Another example involved the chemical manufacturer Orion, where an employee was tricked by attackers posing as an internal authority to authorize a series of wire transfers totaling $60 million. In this case, there was no evidence of any external system compromise, which created greater confusion on whether this was perpetrated by an employee or an outsider. 

Even when the latter is ultimately found to be the cause, there may be a period when employees and even executives are questioned, which can erode trust and disrupt careers. In some cases, the aftereffects may reach all the way to boards or shareholders who may lose confidence in leadership. 

How attackers manufacture doubt

The reason these schemes are so disorienting isn’t just how real they look, it’s how they mimic trusted internal behavior so effectively that they blur the line between insider and outsider. Some key elements  include:

It begins on the outside: Most of these attacks originate outside company systems — from a compromised vendor, hijacked partner account or stolen executive credentials. Once attackers gain that foothold, every message they send arrives through legitimate-looking channels, tricking recipients and investigators alike into believing the threat started inside the organization.

It impersonates authority: Deepfake audio, AI-crafted emails, or synthetic videos of a trusted leader carry enormous influence. In one reported case, criminals used a cloned CEO’s voice to persuade an employee to transfer $243,000. This incident looked at first like an internal lapse in judgment rather than an external attack. 

It’s timed and contextual: Requests are rarely random. Attackers time them to coincide with actual projects, vendor interactions, or in line with the company’s regular payment cycles. Whether the manipulation is human or AI-driven, the pattern looks the same from the outside: normal operations masking deception.

It leaves no breadcrumbs: These incidents often show no signs of intrusion. The logs are clean, malware is absent and the emails, voices or videos look legitimate. Further complicating matters, after the money moves, attackers tear down their infrastructure, including look-alike domains, disposable mail servers and cloud assets to erase DNS trails, IPs and header artifacts. The result is a forensic vacuum that points investigators inward and fuels insider threat suspicion, even though the operation was orchestrated entirely from the outside.

The human cost, and the way forward

When an attack blurs the line between insider and outsider, the confusion doesn’t stop at the incident itself, it spreads through the organization. Finance questions IT. Leadership questions employees. Boards question leadership. Even after the truth surfaces, the doubt lingers.

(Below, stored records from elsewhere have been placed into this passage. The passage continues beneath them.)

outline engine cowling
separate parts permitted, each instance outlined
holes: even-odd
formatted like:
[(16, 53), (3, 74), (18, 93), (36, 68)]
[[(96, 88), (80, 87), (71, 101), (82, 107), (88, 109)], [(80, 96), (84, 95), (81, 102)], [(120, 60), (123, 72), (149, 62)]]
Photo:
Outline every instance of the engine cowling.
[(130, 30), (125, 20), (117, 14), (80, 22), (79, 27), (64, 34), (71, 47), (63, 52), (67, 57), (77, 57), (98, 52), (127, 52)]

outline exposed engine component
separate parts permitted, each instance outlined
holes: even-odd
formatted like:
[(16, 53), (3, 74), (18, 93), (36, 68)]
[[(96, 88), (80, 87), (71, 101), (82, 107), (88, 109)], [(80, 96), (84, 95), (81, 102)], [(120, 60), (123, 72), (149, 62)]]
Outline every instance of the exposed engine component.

That’s the real damage of insider threat confusion: it doesn’t just steal money, it erodes confidence, relationships and judgment.

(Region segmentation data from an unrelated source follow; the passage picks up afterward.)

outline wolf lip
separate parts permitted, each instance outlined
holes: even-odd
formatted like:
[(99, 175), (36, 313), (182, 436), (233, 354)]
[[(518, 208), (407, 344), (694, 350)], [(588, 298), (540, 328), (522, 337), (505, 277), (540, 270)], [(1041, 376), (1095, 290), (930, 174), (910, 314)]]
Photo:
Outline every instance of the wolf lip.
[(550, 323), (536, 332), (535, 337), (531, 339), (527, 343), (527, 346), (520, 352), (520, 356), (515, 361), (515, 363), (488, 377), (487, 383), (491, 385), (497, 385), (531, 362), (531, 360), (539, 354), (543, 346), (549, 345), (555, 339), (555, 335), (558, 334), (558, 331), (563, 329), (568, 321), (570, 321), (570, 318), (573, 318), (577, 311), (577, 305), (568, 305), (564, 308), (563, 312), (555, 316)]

Solving it doesn’t mean adding more awareness training or isolated controls. It means giving teams a shared view of reality. When finance, vendor management and security teams can see the same context — who made a request, from where and how it aligns with normal behavior — they can tell whether a threat came from inside or out.

That visibility restores trust. It turns finger-pointing into collaboration and lets organizations respond decisively, before uncertainty does more harm than the attack itself.